Varying these values, I got the following PSNR curves and found that the best hyperparameters were L=35 and lr=5e-3:
Now that we have our final hyperparameters, let's train our final model! After training for 3000 iterations (batching 10k pixel coordinates per iteration) I got the following PSNR curve:
And here is how the image looked at various iterations in the training process! As you can see, the final result is very detailed and pretty darn close to the original image!
Now let's do reconstruction on an image from the movie Up! Here, I used the same hyperparameters as before (L=35, lr=5e-3) and got the following results:
In this next part of the project, we're going to be implementing the full Nerf architecture to reconstruct a novel 3d view of a lego dump truck! Let's go step by step into how this was done.

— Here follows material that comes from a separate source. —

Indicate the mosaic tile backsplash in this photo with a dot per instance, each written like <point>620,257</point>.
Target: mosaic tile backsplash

First, we need to create a dataloader that takes in the given camera extrinsics data and outputs the origin and direction for rays stemming from each camera in our dataset. To do this, we first have to do a couple conversions using the C2W matrix (which converts some camera coordinates into world coordinates) and the intrinsic matrix K (which converts pixel coordinates into camera coordinates). This is an overall view of how those matrices fit together when converting coordinates between the pixel and world spaces (although the diagram is doing the inverse transformation in that it is going from world coordinates to pixel coordinates):
Once we are able to convert from pixel coordinates to world coordinates, we need to convert from world coordinates to rays. To do this, we have to get the ray origin (the location of our camera) and the ray direction (where our ray is shooting). To get this done, we use the following formulas:
Finally, after getting our rays, we need to sample along them. To do this, I just created a linear space along the length of the ray that samples points along it (with some perturbation during training). Our dataloader returns these rays and the samples along them for training/inference by our model. This is a cool visualization of a sample of 100 rays and the sampled points along them (along with the cameras used):
Now we need to define our model! We'll be using an MLP like in Part 1 but with a few additions. First, we'll positioanlly encode both of our inputs (3d coords and ray directions). Our first input will be the 3d coordinate of our current sample along some ray. Over the course of the MLP, we will concatenate our original coordinates and our second input (the ray direction) into our layer output such that it won't "forget" those. This is a common technique for very deep models and is a great way to achieve stable results! Beyond these skip connections, we'll have our model branch out into two outputs in the end: An rgb output like before with has a final sigmoid activation to place it between [0, 1] and a density output which will be ReLU'd such that it is greater than 0.
After getting our model output, we need to be able to render what pixel should be shown given the current viewing direction. To do that, we need the density and rgb output from our model along each of the 64 samples on a ray. Then, we use the following tractable equation to solve for the pixel output depending on the density at each point along the ray and the predicted rgb values at that point on the ray:
The way we then get our loss is by using this volume rendering on our model output from all the samples on a ray, and comparing the outputted pixel values to our actual image's pixel values with MSE loss.
Now, after training our model with lr=5e-4, L_x=10, and L_rd=4 for 10k iterations... we get these results!
Rendering of model output on first validation image over 10k iterations. It gets really good at the end!!
Now, let's use our model on the test set and generate a 3d circling gif around our lego dump truck! It's so crisp let's gooo.
This project was really awesome. I've seen Nerfs in action a lot in recent years so it was a really fun experience implementing them from scratch and seeing how (at their core) they're pretty simple. There's definitely a lot of auxilliary code but at the end of the day they do boil down to a simple MLP which is a nice change of pace from the big fancy model architectures of the modern day like transformers.